Is this integral evaluation valid?

[bmanmcfly]

[SOLVED]Is this integral evaluation valid?

Hi, so I started with \(\displaystyle \int \frac{\sin(x)\cos^2(x)}{5+\cos^2(x)}dx\)I made u=cos(x) dx=sin(x) leaving \(\displaystyle \int \frac{u^2}{5+u^2}dx\)At this point I was thinking that it looked like an inverse tan, but I was lazy, so instead I tried \(\displaystyle \int\frac{u^2}{5}dx+\int\frac{u^2dx}{u^2}\)In the name of brevity, I concluded with \(\displaystyle \frac{\cos^3(x)}{15}+ \cos(x) + C\)was this a valid way to perform the integration, or should I have went with partial fractions instead? Or just stuck with the inverse tan?Thanks.

 

[MarkFL]

I would be careful with the notation and differentiation. Using the substitution:

\(\displaystyle u=\cos(x)\,\therefore\,du=-\sin(x)\,dx\)

and the integral becomes:

\(\displaystyle -\int\frac{u^2}{u^2+5}\,du\)

Next, you have tried to use:

\(\displaystyle \frac{a}{a+b}=\frac{a}{a}+\frac{a}{b}\)

and this simply is not true.
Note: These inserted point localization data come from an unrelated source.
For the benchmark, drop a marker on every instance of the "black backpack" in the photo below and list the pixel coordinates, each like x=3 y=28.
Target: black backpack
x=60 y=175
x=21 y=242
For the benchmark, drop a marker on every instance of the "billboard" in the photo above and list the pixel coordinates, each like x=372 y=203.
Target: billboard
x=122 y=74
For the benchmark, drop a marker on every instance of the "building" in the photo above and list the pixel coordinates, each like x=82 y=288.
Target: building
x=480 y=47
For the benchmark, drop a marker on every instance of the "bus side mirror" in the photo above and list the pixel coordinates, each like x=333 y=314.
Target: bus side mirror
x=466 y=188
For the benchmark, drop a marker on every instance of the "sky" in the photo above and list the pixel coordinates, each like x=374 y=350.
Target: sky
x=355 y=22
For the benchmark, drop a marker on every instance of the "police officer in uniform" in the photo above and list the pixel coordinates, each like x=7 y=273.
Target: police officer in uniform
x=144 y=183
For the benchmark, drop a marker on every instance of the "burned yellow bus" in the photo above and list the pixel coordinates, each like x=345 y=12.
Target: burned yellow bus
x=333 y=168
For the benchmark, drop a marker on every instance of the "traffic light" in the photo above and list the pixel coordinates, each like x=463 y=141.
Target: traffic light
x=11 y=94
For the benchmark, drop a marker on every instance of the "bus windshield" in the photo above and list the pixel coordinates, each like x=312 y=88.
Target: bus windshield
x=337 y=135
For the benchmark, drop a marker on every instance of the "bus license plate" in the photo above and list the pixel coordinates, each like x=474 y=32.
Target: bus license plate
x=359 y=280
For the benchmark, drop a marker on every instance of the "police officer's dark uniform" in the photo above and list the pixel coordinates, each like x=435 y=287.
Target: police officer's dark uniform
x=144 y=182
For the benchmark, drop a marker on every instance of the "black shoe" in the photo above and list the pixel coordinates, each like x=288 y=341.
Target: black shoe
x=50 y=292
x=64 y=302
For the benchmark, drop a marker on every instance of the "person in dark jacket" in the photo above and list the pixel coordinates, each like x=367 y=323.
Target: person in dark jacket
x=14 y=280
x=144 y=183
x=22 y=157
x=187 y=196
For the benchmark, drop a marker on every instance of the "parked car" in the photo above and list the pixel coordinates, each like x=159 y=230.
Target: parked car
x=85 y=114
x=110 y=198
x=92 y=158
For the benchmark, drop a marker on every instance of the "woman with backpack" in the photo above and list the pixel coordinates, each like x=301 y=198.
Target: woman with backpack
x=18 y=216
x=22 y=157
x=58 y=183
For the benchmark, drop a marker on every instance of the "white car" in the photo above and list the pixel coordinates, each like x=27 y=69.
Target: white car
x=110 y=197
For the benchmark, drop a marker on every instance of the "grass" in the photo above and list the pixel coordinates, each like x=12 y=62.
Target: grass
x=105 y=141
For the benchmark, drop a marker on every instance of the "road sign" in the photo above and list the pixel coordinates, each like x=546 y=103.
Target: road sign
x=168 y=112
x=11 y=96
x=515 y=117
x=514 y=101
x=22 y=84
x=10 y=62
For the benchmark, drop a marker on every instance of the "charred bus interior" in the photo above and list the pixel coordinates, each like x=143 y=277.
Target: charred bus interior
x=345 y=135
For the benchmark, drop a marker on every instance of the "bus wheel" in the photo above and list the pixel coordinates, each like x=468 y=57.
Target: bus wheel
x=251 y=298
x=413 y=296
I would suggest rewriting the integrand as:

\(\displaystyle \frac{(u^2+5)-5}{u^2+5}=1-\frac{5}{u^2+5}\)

Now you may integrate term by term, then back-substitute for $u$.

 

[bmanmcfly]

I would be careful with the notation and differentiation. Using the substitution:

\(\displaystyle u=\cos(x)\,\therefore\,du=-\sin(x)\,dx\)

and the integral becomes:

\(\displaystyle -\int\frac{u^2}{u^2+5}\,du\)

Next, you have tried to use:

\(\displaystyle \frac{a}{a+b}=\frac{a}{a}+\frac{a}{b}\)

and this simply is not true. I would suggest rewriting the integrand as:

\(\displaystyle \frac{(u^2+5)-5}{u^2+5}=1-\frac{5}{u^2+5}\)

Now you may integrate term by term, then back-substitute for $u$.

Oops, forgot te minus here, not written down...

Ok, thought I was doing that too simply.

Thanks.